Filippo de Pisis è l’antologica che il Museo del Novecento di Milano dedica all’artista ferrarese. Pittore, scrittore, critico, botanico: la molteplicità del suo spirito ci conduce, attraverso la mostra, in un territorio di precaria bellezza. Dal 4 ottobre 2019 al 1 marzo 2020.
Affermare che le opere di Filippo de Pisis sono mosse dal vento sarebbe troppo facile e probabilmente improprio. É indubbio però che una certa brezza, a volte leggera e talvolta più intensa, aleggi sempre nelle sue composizioni armoniche. Forse è quello stesso brivido evocativo che nasce al contatto con un testo poetico, dalle parole che si fanno immagine o, come nel caso del pittore ferrarese, dalle immagini che si prestano ad essere tradotte in parole e che generano, soprattutto, un ulteriore visione lirica. I soggetti di de Pisis – le nature morte, i paesaggi, i ritratti, gli scorci cittadini – vibrano dell’intensità interiore di ciò che è mosso dall’emozione. Il fiore che oscilla, i tetti che sobbalzano, gli sguardi indagatori, i petali che esplodono: tutto è animato da una misteriosa euforia. Questa delicata energia spinge l’atmosfera a destarsi e tutto inizia così a fremere di un’inaspettata eccitazione.
La stessa sensazione cresce mano a mano che si procede per il percorso circolare che il Museo del Novecento di Milano ha dedicato alla mostra Fiippo de Pisis. L’eloquenza dei quadri è assoluta protagonista dell’esposizione, scevra di appendici a disturbare l’immagine (salvo le discrete didascalie poste su un gradino ai piedi delle opere). Scelta precisa dei curatori Pier Giovanni Castagnoli e Danka Giacon che pongono parallelamente l’attività pittorica e letteraria di de Pisis, il quale è stato anche fine scrittore e critico (collaborò con Valori Plastici e contribuì alla definizione della poetica metafisica). Le due anime rimangono, ma sono scisse e le sue parole trovano ampio e personale respiro in una sala a loro interamente dedicata. Servirebbe, forse, anche una sala dedicata alla sua passione per la botanica, alla quale si dedicò fin da piccolo con la realizzazione di un vasto e preciso erbario. Indagine che si è riversata nel lavoro pittorico: numerosi i ritratti floreali in cui de Pisis lascia esplodere di colore i petali, costruendone e disfacendone la materia in un qui e ora esemplificativo della sua poetica.
Come racconta l’esposizione, Filippo de Pisis ha affondato il suo sguardo nella semplicità ricavandone l’inestimabile poesia. Partendo da Ferrara, dove entrò in contatto con i fratelli de Chirico, fece esperienza della mobilità e della varietà della vita spostandosi a Parigi, base per i continui ritorni in Italia tra Cortina, Roma, Milano, Venezia (dove visse) fino all’ultimo periodo tristemente trascorso alla clinica psichiatrica di Villa Fiorita, a Brughiero.
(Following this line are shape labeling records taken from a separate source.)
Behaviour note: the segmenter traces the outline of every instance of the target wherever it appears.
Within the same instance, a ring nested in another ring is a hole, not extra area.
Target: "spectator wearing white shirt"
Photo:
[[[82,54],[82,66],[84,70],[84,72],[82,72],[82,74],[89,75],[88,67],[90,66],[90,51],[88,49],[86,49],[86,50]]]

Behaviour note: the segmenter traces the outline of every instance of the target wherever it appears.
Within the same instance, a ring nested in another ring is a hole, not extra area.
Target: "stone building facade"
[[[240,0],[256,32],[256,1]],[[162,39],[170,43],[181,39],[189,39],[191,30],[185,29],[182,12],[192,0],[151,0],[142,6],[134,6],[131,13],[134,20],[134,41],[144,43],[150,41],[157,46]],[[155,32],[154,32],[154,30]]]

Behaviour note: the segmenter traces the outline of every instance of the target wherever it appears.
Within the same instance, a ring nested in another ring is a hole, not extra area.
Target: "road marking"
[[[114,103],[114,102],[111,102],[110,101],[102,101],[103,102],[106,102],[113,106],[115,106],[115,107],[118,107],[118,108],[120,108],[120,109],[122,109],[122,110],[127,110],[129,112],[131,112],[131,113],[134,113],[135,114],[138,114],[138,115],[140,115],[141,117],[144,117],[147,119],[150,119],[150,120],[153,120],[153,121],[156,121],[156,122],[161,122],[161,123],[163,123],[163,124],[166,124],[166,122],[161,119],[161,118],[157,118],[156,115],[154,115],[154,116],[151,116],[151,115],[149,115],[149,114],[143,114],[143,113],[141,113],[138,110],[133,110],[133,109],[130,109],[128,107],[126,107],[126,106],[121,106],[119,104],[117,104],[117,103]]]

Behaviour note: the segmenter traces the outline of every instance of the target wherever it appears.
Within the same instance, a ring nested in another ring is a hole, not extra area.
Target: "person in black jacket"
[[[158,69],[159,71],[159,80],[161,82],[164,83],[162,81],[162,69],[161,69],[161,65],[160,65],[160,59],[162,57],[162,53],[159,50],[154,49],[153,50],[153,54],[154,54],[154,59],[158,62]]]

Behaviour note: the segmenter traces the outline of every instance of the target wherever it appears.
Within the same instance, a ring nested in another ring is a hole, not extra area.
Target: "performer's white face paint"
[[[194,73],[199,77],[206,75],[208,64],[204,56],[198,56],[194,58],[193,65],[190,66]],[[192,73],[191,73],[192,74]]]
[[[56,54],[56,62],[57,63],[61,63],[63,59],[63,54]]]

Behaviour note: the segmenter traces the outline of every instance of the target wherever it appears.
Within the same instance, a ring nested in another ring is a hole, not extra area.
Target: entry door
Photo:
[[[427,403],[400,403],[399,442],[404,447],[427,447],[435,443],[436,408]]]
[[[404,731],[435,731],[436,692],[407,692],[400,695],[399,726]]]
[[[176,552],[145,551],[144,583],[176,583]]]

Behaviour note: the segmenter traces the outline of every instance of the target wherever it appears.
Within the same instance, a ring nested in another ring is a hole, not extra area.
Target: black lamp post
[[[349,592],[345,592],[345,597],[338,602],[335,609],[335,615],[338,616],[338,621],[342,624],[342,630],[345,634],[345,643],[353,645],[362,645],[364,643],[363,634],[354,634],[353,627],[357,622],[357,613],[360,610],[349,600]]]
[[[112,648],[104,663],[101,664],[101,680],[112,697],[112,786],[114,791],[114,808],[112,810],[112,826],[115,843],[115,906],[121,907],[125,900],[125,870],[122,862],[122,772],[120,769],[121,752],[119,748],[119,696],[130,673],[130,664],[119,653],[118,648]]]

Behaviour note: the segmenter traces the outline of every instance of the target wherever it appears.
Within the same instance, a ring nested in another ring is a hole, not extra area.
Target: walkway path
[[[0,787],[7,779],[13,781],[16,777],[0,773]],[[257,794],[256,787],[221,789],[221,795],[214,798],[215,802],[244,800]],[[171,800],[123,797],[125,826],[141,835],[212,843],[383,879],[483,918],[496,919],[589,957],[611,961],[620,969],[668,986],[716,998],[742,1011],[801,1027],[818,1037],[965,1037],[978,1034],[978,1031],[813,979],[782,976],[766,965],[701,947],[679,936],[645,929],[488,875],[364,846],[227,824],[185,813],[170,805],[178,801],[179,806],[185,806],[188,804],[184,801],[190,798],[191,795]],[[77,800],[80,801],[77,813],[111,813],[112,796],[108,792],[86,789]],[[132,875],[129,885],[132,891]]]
Trame naturalistiche, cittadine, casalinghe che l’artista ha reso pittoricamente tramite segni veloci, variazioni cromatiche rapide e pallide, matericità carnosa, forme semplificate e impostazioni armoniche. Ricombinando gli elementi a lui più cari (fiori, animali, mare, ortaggi, frutta, occhiali, tavoli, muri, volti, vicoli cittadini) de Pisis ha reso con stile personale una realtà silenziosa ma potente, sottilmente posizionata sul confine dell’irreale.
“Alle volte una penna di pollo, una povera penna polverosa raccolta sulla via e contemplata in un’ora di grazia, può essere stata il tocco spento per la composizione di un buon quadro, una bella natura morta, ripiena di quel segreto spirito che sa di eterno”
Filippo de Pisis
Opere come I Pesci sacri, Natura morta con fiori e funghi, Grande natura morta propongono accostamenti da intendere soggettivamente, che siano sul bilico di un tavolo o su grandi spiagge dai mari sottilissimi. Spesso nubi scure sovrastano tempestosamente scenari silenziosi e sembrano ammonire sulla necessità di riflettere sull’esistenza attorno a noi. I dettagli e il loro assemblaggio (un pò come accade per il metafisico de Chirico, suo dirimpettaio nella mostra di Palazzo Reale) tramutano il consueto verso il sorprendente e allo stesso tempo ne sottolineano il valore essenziale: tutto è precario, instabilmente posizionato, mosso dalla febbre di un attimo, colto nel momento di intima rivelazione. De Pisis ci offre molteplici occasioni, poesie in immagini, varchi verso una bellezza che domani potrebbe non esserci più.